Weekend Reading: Intellectual Humility, Scoping, and Gboard
🛤 Missing the Light at the End of the Tunnel
Honest postmortems are insightful to get the inside backstory on what happened behind the scenes with a company. In this one, Jason Crawford goes into what went wrong with Fieldbook before they shut it down and were acquired by Flexport a couple years ago:
Now, with a year to digest, I think this is true and was a core mistake. I vastly underestimated the resources it was going to take—in time, effort and money—to build a launchable product in the space.
In the 8 years since we launched the first version of Fulcrum, we’ve had (fortunately) smaller versions of this experience over and over. Each new major overhaul, large feature, or product business model change we’ve undertaken has probably cost us twice the time we initially expected it to. Scoping is a science itself that everyone has to learn.
In Jeff Bezos’s 2018 letter to Amazon shareholders, he discusses the topic of high standards: how to have them and how to get your team to have them. (As a side note, if you don’t read Bezos’s shareholder letters, you’re missing out. Even if you’ve already read all the business and startup advice in the world, you will find new and keen insights there.)
Bezos makes a few interesting points, but I’ll focus on one: To have high standards in practice, you need realistic expectations about the scope of effort required.
As a simple example, he mentions learning to do a handstand. Some people think they should be able to learn a handstand in two weeks; in reality, it takes six months. If you go in thinking it will take two weeks, not only do you not learn it in two weeks, you also don’t learn it in six months—you learn it never, because you get discouraged and quit. Bezos says a similar thing applies to the famous six-page memos that substitute for slide decks at Amazon (the ones that are read silently in meetings). Some people expect they can write a good memo the night before the meeting; in reality, you have to start a week before, in order to allow time for drafting, feedback, and editing.
🏛 Ten Ways to Defuse Political Arrogance
David Blankenhorn calls for a return of intellectual humility in public discourse.
At the personal level, intellectual humility counterbalances narcissism, self-centeredness, pridefulness, and the need to dominate others.
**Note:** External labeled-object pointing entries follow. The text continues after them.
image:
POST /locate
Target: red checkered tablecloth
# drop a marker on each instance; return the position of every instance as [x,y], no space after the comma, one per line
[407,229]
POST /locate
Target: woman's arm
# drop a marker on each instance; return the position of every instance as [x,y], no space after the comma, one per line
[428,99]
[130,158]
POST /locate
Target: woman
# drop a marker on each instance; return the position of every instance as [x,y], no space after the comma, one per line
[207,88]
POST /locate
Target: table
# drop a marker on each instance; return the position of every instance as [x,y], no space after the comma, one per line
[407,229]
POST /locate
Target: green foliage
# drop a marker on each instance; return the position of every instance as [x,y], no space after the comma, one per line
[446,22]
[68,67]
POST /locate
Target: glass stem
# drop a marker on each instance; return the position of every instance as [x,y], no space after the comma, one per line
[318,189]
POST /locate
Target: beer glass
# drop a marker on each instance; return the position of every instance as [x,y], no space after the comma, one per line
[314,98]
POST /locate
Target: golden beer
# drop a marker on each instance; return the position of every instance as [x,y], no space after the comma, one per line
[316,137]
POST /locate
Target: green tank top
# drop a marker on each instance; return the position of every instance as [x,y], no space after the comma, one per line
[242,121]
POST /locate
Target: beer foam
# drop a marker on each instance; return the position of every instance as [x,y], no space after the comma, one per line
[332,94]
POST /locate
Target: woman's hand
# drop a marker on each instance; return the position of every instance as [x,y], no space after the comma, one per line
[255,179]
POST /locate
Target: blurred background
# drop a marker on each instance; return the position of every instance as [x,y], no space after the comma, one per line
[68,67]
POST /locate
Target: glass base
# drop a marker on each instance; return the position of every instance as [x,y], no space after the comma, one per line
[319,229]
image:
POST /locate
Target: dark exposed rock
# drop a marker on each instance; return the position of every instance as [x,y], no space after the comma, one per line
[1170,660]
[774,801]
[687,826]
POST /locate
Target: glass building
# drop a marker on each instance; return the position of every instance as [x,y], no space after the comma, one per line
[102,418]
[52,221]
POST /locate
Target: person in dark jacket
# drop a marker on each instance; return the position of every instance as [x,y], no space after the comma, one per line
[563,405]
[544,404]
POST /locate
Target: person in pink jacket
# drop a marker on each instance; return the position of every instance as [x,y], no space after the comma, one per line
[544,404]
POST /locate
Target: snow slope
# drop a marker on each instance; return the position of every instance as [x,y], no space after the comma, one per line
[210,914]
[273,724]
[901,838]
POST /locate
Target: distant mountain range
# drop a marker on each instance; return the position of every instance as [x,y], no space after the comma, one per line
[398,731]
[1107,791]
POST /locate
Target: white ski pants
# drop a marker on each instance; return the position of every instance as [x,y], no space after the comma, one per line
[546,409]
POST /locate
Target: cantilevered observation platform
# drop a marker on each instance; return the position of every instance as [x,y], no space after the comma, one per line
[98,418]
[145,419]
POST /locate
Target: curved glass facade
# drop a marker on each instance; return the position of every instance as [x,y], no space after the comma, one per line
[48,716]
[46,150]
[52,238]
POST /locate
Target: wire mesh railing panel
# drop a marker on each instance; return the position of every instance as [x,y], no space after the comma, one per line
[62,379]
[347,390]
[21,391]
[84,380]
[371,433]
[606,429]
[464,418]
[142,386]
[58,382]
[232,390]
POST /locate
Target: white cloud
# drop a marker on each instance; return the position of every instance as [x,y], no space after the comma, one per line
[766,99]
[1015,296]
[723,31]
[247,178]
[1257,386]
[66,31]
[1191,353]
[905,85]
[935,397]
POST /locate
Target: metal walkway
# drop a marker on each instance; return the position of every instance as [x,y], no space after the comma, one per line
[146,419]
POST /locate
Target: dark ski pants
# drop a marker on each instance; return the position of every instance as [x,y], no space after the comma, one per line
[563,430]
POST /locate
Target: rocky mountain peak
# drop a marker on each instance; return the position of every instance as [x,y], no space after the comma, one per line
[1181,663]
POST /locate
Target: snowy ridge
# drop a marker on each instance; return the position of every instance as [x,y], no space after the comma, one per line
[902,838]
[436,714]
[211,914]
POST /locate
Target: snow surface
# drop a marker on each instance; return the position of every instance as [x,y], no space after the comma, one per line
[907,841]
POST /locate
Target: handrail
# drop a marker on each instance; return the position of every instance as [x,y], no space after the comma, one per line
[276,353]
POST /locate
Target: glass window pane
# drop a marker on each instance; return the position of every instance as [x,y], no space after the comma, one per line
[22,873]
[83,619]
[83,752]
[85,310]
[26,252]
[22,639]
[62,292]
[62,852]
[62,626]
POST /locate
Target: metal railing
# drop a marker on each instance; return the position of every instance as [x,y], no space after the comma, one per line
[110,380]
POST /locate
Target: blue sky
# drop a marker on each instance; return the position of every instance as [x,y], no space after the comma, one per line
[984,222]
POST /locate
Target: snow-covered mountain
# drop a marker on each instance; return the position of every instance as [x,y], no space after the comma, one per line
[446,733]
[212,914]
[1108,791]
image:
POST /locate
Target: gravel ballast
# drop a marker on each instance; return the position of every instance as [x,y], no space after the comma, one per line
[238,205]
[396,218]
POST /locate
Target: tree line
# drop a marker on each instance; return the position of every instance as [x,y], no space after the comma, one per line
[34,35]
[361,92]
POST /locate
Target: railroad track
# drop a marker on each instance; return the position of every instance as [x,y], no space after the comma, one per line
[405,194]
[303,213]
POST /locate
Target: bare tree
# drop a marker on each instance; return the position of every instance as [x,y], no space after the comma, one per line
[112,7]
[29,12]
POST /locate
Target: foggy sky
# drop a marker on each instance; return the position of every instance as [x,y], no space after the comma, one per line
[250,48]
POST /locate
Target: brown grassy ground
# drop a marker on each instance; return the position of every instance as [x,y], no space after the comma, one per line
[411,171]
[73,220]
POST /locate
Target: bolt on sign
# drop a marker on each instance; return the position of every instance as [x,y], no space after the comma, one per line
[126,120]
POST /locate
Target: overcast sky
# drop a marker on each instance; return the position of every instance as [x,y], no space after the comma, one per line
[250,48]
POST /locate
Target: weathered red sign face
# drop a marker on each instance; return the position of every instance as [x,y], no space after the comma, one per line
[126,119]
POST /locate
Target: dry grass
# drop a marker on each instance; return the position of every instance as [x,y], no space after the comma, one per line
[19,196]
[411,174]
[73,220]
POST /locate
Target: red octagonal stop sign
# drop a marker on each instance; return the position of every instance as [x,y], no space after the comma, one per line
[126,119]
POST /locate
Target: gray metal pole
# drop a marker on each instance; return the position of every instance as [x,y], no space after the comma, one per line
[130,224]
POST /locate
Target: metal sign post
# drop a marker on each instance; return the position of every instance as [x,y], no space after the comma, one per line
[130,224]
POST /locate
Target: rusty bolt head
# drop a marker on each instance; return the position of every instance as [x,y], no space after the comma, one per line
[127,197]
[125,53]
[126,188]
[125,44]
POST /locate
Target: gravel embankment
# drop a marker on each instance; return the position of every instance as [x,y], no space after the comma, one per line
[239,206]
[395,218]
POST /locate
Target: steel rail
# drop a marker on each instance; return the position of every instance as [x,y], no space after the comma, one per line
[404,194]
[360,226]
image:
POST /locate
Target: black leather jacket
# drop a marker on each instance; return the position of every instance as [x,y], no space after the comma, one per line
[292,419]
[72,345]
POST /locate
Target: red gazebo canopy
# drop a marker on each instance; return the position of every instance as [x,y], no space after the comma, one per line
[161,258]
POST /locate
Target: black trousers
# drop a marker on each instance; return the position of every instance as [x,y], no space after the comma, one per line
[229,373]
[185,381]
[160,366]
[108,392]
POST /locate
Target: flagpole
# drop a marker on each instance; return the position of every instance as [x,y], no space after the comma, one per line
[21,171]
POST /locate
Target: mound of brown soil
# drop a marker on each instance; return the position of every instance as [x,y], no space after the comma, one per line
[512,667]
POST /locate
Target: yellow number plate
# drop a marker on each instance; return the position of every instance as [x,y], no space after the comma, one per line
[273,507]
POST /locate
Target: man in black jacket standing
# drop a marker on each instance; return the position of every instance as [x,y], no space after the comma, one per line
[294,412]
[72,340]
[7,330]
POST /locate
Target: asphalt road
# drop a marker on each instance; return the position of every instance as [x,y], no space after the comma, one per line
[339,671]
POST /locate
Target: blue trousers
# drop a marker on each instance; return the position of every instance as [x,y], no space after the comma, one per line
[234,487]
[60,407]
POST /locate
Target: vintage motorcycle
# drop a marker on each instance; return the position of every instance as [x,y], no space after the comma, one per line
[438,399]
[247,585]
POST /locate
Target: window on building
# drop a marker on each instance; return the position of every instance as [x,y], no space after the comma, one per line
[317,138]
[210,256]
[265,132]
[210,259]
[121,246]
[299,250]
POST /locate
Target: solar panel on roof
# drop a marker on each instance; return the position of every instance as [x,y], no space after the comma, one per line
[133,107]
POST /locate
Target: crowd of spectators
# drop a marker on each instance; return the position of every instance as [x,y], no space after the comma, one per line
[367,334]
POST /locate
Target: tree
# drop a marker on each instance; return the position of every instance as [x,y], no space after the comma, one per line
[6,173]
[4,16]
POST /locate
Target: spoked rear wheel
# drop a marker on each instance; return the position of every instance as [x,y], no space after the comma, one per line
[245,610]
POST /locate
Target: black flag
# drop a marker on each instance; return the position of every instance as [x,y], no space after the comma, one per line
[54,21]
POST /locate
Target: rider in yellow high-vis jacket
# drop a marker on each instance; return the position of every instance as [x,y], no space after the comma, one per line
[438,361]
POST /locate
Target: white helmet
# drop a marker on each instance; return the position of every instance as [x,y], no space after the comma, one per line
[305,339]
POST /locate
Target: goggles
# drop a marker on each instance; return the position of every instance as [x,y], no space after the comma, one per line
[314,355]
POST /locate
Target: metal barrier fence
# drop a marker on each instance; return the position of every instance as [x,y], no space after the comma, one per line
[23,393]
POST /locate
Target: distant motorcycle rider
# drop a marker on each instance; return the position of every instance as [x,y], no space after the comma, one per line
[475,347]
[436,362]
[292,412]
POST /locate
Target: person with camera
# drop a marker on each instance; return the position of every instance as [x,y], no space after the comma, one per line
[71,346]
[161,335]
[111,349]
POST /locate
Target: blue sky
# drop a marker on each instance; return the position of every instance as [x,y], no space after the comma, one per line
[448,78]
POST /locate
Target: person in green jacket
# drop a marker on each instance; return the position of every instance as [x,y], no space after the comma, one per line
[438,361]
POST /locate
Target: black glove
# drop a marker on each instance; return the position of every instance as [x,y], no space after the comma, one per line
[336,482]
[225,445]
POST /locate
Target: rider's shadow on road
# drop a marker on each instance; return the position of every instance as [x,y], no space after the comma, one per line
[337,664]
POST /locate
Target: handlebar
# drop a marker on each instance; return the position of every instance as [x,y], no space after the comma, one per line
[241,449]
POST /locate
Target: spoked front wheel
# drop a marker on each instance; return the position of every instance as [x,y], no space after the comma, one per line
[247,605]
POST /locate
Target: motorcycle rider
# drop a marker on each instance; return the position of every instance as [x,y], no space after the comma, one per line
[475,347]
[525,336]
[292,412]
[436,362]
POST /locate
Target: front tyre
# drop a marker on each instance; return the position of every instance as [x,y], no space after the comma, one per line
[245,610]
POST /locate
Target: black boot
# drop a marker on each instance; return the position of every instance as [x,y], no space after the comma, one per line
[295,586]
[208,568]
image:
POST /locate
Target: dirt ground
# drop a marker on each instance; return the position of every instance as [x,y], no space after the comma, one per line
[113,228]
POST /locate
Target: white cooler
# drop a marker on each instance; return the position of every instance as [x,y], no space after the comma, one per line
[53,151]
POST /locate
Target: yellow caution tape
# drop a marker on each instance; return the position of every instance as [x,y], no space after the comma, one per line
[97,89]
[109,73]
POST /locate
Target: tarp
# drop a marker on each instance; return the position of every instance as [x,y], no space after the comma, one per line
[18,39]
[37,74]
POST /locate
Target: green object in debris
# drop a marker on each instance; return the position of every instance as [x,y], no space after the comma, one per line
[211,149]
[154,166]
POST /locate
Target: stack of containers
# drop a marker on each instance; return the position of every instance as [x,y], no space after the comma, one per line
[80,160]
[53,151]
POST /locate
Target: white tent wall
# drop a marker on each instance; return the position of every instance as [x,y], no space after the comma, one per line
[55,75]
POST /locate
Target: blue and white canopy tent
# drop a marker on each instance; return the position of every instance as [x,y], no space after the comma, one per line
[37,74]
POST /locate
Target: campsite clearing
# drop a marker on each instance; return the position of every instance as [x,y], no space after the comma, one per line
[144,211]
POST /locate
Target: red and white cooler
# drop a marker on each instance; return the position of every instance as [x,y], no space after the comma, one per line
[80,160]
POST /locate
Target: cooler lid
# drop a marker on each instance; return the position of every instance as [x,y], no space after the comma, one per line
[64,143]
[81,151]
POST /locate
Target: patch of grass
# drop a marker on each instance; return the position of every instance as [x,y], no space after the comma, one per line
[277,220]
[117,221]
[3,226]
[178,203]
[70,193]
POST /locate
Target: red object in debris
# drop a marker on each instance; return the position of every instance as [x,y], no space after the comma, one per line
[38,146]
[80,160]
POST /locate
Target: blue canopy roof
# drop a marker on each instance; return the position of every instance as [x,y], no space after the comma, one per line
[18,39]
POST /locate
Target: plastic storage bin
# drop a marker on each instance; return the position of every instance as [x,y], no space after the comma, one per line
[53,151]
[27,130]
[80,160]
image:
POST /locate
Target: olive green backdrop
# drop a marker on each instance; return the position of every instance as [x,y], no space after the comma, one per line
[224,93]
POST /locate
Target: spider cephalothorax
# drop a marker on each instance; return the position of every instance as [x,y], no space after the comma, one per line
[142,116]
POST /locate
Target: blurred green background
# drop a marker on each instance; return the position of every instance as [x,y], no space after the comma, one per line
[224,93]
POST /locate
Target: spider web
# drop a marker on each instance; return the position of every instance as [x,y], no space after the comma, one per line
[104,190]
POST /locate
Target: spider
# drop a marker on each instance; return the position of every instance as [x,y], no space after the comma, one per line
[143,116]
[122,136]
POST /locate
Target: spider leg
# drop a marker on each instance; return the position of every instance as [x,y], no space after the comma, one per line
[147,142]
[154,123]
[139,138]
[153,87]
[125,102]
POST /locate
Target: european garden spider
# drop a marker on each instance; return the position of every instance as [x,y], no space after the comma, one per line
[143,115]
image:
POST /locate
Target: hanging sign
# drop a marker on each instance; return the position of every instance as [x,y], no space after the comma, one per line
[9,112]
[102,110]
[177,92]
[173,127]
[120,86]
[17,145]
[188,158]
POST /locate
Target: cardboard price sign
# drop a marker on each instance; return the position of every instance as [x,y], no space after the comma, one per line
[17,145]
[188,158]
Conversely, intellectual humility seems to correlate positively with empathy, responsiveness to reasons, the ability to acknowledge what one owes (including intellectually) to others, and the moral capacity for equal regard of others. Arguably its ultimate fruit is a more accurate understanding of oneself and one’s capacities. Intellectual humility also appears frequently to correlate positively with successful leadership (due especially to the link between intellectual humility and trustworthiness) and with rightly earned self-confidence.
⌨️ The Machine Intelligence Behind Gboard
A fun technical overview of how the Google team is using predictive machine learning models to make typing on mobile devices more efficient.